In Green v. Brennan, No. 14-613, the court will consider if the limitations period for filing a constructive discharge claim under Title VII of the 1964 Civil Rights Act begins to run when the employee resigns or at an earlier date when the employer commits the last discriminatory act creating the alleged intolerable working conditions. Federal appeals courts are split, with five circuits using the date of resignation and three courts opting for the last discriminatory act standard. In former postmaster Marvin Green’s case, the Tenth Circuit ruled he waited too long to file a constructive discharge claim under a 45-day limitations period applicable to federal sector Title VII claims ((146 DLR A-2, 7/30/14).

Although Green contacted an equal employment opportunity counselor within 45 days of his resignation, the court said Green had to act within 45 days of the employer’s last act contributing to the alleged intolerable working conditions. That was Dec. 16, 2009, when Green allegedly was forced to sign an agreement that he would retire or accept a much lower-paying position, the appeals court said. The court granted Green’s petition for review April 27 (80 DLR AA-1, 4/27/15).

In his Supreme Court brief, Green argued a date of resignation rule for triggering Title VII’s limitations period conforms with the principle that no limitations period begins before a cause of action arises. No constructive discharge claim accrues until the employee resigns, he said.

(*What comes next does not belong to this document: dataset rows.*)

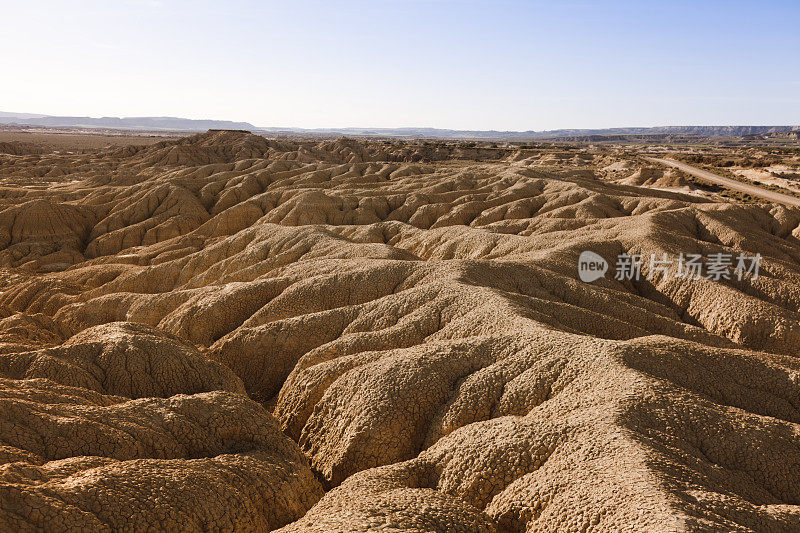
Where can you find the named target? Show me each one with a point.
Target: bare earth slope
(230, 332)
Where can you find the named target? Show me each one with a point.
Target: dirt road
(752, 190)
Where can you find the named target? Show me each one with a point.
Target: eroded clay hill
(228, 332)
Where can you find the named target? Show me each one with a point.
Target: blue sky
(463, 64)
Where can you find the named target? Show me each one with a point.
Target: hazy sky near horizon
(461, 64)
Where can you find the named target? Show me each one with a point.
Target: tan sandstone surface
(225, 332)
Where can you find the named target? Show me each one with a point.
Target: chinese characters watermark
(717, 266)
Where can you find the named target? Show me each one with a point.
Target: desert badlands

Date of resignation also is more consistent with Title VII’s enforcement mechanisms, which usually are triggered by laypersons filing bias claims rather than lawyers, Green said. Adopting a clear-cut, easily administered rule that resignation starts the limitations period rather than a complicated rule forcing claimants and courts to identify an employer’s last discriminatory act advances Title VII’s purposes, he said.

The Tenth Circuit rule could have the anomalous result that, particularly in the federal sector, the limitations period for a constructive discharge claim could expire while the worker is still employed, Green said.  

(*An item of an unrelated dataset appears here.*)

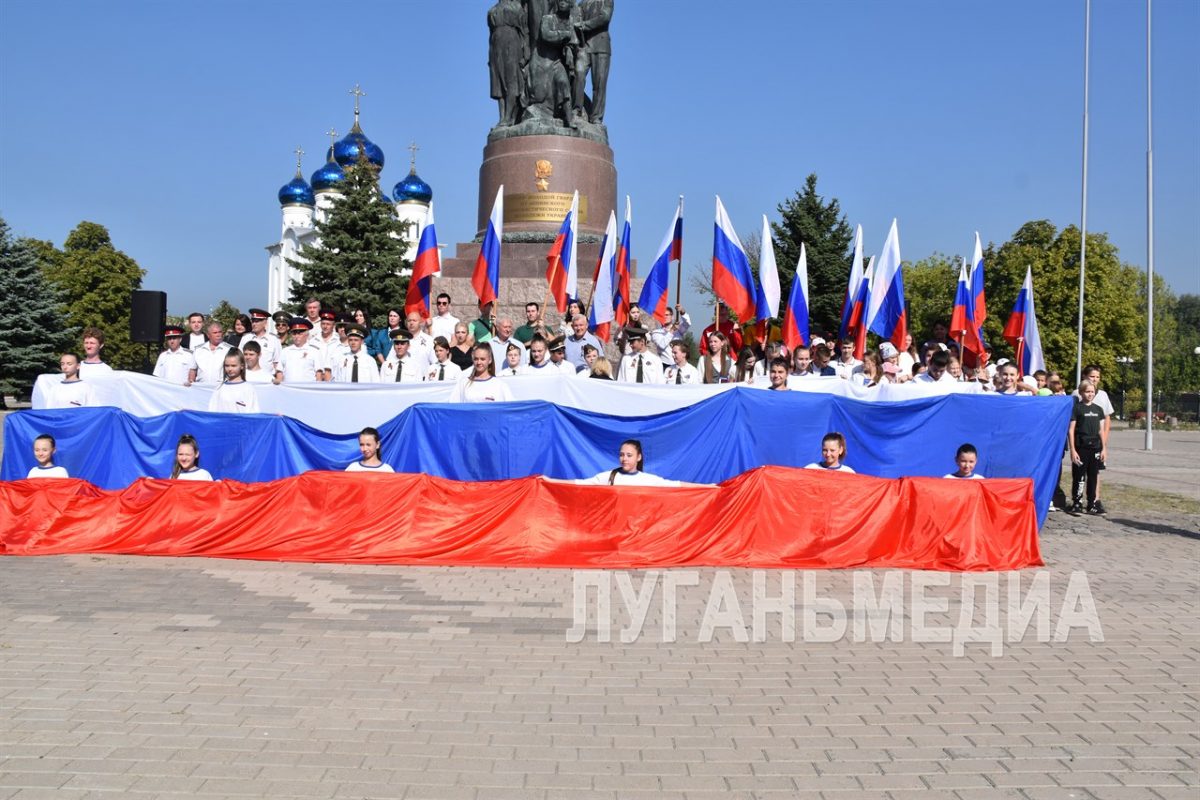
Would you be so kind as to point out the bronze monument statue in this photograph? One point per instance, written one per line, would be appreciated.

Solicitor General’s Unusual Stance.

In an unusual twist, the solicitor general is defending the Tenth Circuit’s result but not its reasoning. Instead, the solicitor general’s brief argued the date an employee gives notice of resignation triggers the running of the constructive discharge limitations period.

But the solicitor general said Green gave such notice on Dec. 16, 2009, when he signed the settlement that included his promise to retire. Unlike Green, the solicitor general doesn’t interpret that agreement as allowing him to remain with the Postal Service and decide later if he wanted to retire.

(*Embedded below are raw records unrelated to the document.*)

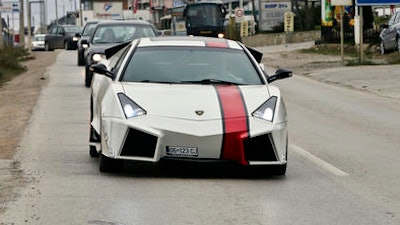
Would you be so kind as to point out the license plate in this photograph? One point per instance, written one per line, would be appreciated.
(182, 151)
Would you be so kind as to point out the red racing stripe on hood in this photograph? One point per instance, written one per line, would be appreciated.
(235, 123)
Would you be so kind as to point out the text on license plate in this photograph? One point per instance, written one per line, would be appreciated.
(182, 151)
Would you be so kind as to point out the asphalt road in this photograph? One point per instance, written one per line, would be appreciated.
(343, 167)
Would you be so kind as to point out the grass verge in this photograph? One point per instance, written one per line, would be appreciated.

Because the solicitor general isn’t defending the lower court’s opinion, the court will appoint an amicus curiae to argue for the Tenth Circuit’s test.

The Equal Employment Advisory Council plans to file an amicus brief supporting the Tenth Circuit’s test, said Rae Vann of Norris Tysse Lampley & Lakis in Washington, who is EEAC’s general counsel.

Adopting a date of resignation test would allow plaintiffs potentially to game the system by timing their departure and controlling when their Title VII claim accrues, Vann told Bloomberg BNA Sept. 28.

But the Tenth Circuit’s concern that employees under a date of resignation standard could intentionally delay the running of the limitations period and disadvantage the employer seems far-fetched, said Paul Mollica, a plaintiffs’ attorney with Outten & Golden in Chicago.

Even if an employee were legally sophisticated enough to know Title VII limitations rules, an employee who delayed his departure could weaken, if not destroy, his constructive discharge claim, Mollica said. The employer would argue an employee who didn’t leave for an extended period of time obviously didn’t find working conditions intolerable.

The Supreme Court’s expressed concerns that Title VII isn’t ‘‘over-lawyered’’ and that employees with bias claims aren’t ‘‘entrapped’’ by complex procedural rules would seem to auger a ruling for Green’s position, Mollica told Bloomberg BNA Sept. 25.

Given the odd posture of the case, in which the solicitor general doesn’t defend the Tenth Circuit but also says Green’s claim was untimely, it’s also possible the justices could dismiss the case as one improvidently granted review, Mollica said.